Creating customers segments using different clustering algorithms¶

In this unsupervised learning project, we create customer segments using different clustering methods. We start by normalising the data and having a look at outliers. We then reduce the dimensionality of the data by applying a PCA and we try different clustering algorithms:

K-Means
Gaussian mixture model
Agglomerative clustering
DBSCAN

The dataset used in this project is from the UCI Machine Learning repository and it is available here. It contains 440 instances of annual spending by clients of a wholesale distributor on 6 product categories.

import numpy as np
import pandas as pd
import matplotlib.pyplot as plt
import seaborn as sns
% matplotlib inline
from scipy import stats
from sklearn.decomposition import PCA
from sklearn.cluster import KMeans, DBSCAN, AgglomerativeClustering
from sklearn.mixture import GaussianMixture
from sklearn.metrics import silhouette_score

# loading the dataset
data= pd.read_csv("wholesale_data.csv")
print("Data shape: ", data.shape)
data.head()

Data shape:  (440, 6)

# statistics
data.describe()

The count row of the table indicates that we don't have any missing values. We also note that all entries are positive numbers, which was expected since they represent counts of products that have been sold to customers. For each product category, the comparison of the mean, min and max values, along with the different quartiles, suggests that we might have a number of outliers in the dataset. We will take a look at them in a moment.

Data preprocessing¶

Using pairplot from Seaborn, we can plot the distribution of each feature and the possible correlation between product categories.

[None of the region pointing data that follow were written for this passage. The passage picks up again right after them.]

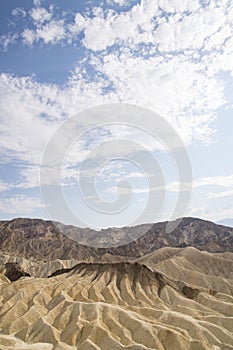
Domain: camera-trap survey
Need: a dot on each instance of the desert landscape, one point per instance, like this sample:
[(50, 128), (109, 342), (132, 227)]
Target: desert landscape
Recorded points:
[(89, 298)]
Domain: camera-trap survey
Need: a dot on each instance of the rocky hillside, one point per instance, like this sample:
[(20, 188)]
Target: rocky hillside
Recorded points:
[(171, 299), (42, 240)]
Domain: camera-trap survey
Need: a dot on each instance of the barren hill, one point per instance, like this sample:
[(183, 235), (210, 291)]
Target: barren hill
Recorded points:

# scatter matrix of product categories
sns.set()
sns.set_style("white")
sns.pairplot(data, diag_kind="kde", diag_kws=dict(shade=True), markers=".")

<seaborn.axisgrid.PairGrid at 0x10fefc6a0>

We can tell that a few features exhibit some degree of correlation: i) Grocery and Milk, ii) Grocery and Detergents_Paper and iii) Milk and Detergents_paper.

We also note that the data is not normally distributed. For each product category, most customer spending is located in the first few intervals, which leads to a distribution that is skewed to the right. Let's apply a Box-Cox transformation to our data in order to reduce its skewness.

# Box-Cox transformation
norm_df= data.copy()
for feature in norm_df.columns:
    norm_df[feature]= stats.boxcox(norm_df[feature])[0]
norm_df.head()

# scatter matrix of product categories after transformation
sns.set_style("white")
sns.pairplot(norm_df, diag_kind="kde", diag_kws=dict(shade=True), markers=".")

<seaborn.axisgrid.PairGrid at 0x114e8acc0>

After a Box-Cox transformation, our data is indeed more normally distributed.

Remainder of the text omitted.